# how do you replace the in-cabin microfilter?



## sunnysentra (Jul 24, 2002)

guys, i just got a new filter and how do you replace it? Do you have to remove the glovebox, or pull apart the plastic under the dash on the passenger side? Any pics of someone who replaced it or a nissan diagram to replace it? 

thanks 
Chris 03 SE-R


----------



## BLKV03 (Jul 26, 2004)

you have to take out the glove box then there is a snap panal you have to take off then the filter is in there.....


----------



## Outkast (Jan 29, 2006)

It's real easy, just pull the glove box out from it's bump stops and let it hang there. Right behind that is the HVAC assembly. You'll see a rectangular panal with clips, just pop that panal off and pull the old filter out. Install in reverse.


----------



## sunnysentra (Jul 24, 2002)

Thats what I did, I pulled the glove box tabs, yanked it out, pulled the black trim panel off, and snapped off the cover. That filter was so bad, I cannot believe if you never had one in, it was jet black. Bugs and pine needles, its incredible what was in there. the air does not smell either anymore. Also, they include the procedure in the filter to replace it. Sorry to bug you guys, I did not want to go pulling the whole dash apart for this if I did not have to. It was pretty easy. 
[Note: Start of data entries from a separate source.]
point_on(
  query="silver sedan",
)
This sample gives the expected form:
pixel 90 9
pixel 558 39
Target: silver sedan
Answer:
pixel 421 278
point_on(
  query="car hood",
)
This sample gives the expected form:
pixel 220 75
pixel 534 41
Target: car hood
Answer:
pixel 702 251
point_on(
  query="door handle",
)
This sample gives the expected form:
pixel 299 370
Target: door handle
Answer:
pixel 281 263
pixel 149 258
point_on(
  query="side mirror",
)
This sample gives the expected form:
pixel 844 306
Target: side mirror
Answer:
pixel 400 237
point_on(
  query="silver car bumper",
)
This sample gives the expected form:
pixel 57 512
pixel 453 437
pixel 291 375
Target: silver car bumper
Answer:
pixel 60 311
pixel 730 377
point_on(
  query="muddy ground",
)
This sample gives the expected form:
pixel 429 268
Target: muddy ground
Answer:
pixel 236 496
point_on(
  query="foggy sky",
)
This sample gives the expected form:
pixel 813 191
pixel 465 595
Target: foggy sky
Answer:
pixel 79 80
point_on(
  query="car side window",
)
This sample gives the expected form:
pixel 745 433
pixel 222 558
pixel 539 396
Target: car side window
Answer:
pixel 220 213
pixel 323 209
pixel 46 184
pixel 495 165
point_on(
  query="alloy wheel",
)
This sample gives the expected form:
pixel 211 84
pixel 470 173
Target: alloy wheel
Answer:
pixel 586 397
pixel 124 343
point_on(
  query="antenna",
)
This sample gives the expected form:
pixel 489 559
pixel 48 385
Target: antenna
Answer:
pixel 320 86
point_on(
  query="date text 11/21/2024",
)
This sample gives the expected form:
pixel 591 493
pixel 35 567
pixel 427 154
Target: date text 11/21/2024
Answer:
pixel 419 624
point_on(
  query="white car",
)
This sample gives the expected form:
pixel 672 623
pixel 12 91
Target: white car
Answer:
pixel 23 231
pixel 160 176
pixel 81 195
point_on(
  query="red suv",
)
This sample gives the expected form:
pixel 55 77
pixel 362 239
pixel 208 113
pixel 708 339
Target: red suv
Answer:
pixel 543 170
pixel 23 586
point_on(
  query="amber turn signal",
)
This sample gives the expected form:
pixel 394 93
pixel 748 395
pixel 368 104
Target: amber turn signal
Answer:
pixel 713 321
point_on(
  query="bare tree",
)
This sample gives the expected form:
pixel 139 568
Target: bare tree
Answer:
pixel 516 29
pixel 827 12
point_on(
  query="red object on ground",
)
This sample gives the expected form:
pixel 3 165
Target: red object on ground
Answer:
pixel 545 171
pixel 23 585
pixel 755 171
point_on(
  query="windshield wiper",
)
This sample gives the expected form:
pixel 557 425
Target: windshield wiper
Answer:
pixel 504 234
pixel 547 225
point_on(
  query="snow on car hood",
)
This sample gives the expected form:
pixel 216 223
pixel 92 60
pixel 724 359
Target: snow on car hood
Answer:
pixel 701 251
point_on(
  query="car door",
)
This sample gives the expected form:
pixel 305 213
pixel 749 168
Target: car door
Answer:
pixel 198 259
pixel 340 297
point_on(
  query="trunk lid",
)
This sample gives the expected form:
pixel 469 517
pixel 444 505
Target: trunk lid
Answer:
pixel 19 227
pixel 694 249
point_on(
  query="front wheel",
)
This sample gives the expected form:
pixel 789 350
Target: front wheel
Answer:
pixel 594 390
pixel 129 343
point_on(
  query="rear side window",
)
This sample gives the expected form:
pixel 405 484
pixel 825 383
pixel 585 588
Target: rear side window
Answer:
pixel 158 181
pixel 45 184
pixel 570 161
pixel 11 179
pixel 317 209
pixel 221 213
REPLACE THAT FILTER! Trust me you all want to do this. it makes a world of difference. I should have pulled it before. I have 32,000 on that thing. I am pulling it out every year and replacing it! 

Thanks for the input
Chris


----------



## spacemidget (Sep 5, 2007)

Does the air flow up or down in the sentra? Want to make sure I installed it correctly.


----------



## nismohater (Sep 5, 2007)

mine didn't have one in there for some reason, but it did make a difference when i put one in


----------